It was also established that Zuze drove his wife’s car through the Nyabira tollgate shortly before the robbery, and mobile phone records placed him near Nyabira at the time of the crime.

However, the judges noted that ZB Bank did not record the serial numbers of the banknotes before dispatching its crew to deliver the cash to various branches, which weakened the prosecution’s case. The judges ruled:

It thus was common cause that ZB Bank, through the first state witness (John Chiwawa), could not identify the huge sums of money recovered from Zuze and his then co-accused as being part of the money stolen from ZB Bank.

It also was common cause both at the trial and before us that there was no direct evidence linking Zuze to the commission of the offence.

The court convicted him after inferring that he was involved in the commission of the offence. That inference was drawn from what the trial court viewed as circumstantial evidence. In reality it was not.

Trial magistrate Clever Tsikwa based his verdict on circumstantial evidence, which included the recovery of US$35,000 from Zuze upon his arrest, his purchase of a Honda Fit vehicle two days after the robbery, and Zuze driving past the Nyabira tollgate in his wife’s silver Toyota Lexus around the same time as the ZB Bank cash-in-transit vehicle shortly before the robbery.

Also, an Econet call log indicated that Zuze’s mobile phone was in the Nyabira area at the time of the robbery.

Zuze argued that of the US$35,000 found on him, US$10,000 belonged to his wife as Stokvel money, and the remainder was his earnings from small-scale mining activities. The High Court judges ruled:

This explanation was not controverted. In any event, since the money stolen from the complainant did not have its serial numbers recorded, nobody testified that the US$35,000 recovered from the appellant was part of the complainant’s money stolen during the commission of the offence of robbery.

At its highest, even taken together with the other circumstances listed in this judgement, the fact that the appellant purchased a Honda Fit vehicle two days after the commission of the offence may have raised eyebrows.

But suspicion is not evidence. We have said the state did not, a quo, controvert the appellant’s explanation that he was a small-scale miner given to obtaining and spending huge sums of money. The trial court did not find that he was not a small-scale miner…

Justices Zhou and Chikowero said this misdirection resulted in a gross miscarriage of justice. They said:

The court ignored direct exculpatory evidence in favour of the appellant preferring to found the conviction on circumstances which came nowhere near justifying the inference that the appellant was involved in the commission of the robbery.
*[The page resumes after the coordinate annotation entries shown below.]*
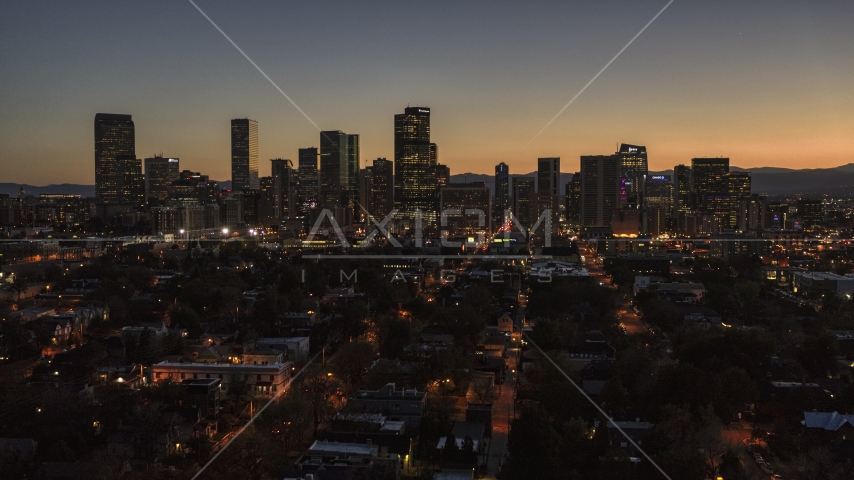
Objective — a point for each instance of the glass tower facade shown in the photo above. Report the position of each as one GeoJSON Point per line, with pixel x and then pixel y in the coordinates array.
{"type": "Point", "coordinates": [415, 183]}
{"type": "Point", "coordinates": [309, 180]}
{"type": "Point", "coordinates": [114, 139]}
{"type": "Point", "coordinates": [633, 172]}
{"type": "Point", "coordinates": [244, 155]}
It was not for the appellant to prove that he was innocent. The onus remained on the state to prove that the appellant participated in the robbery and how he so participated. Instead of proving the appellant’s guilt beyond reasonable doubt, the state did the exact opposite.

We cannot conclude this judgement without saying this: The trial court grossly erred in predicating the appellant’s conviction on colourless circumstantial evidence while at the same time ignoring direct evidence, produced by the prosecution itself, which clearly exonerated the appellant.

In the result, it is ordered that the appeal is allowed. The conviction is quashed and the sentence set aside… Accused 2 (Zuze) is found not guilty and is acquitted.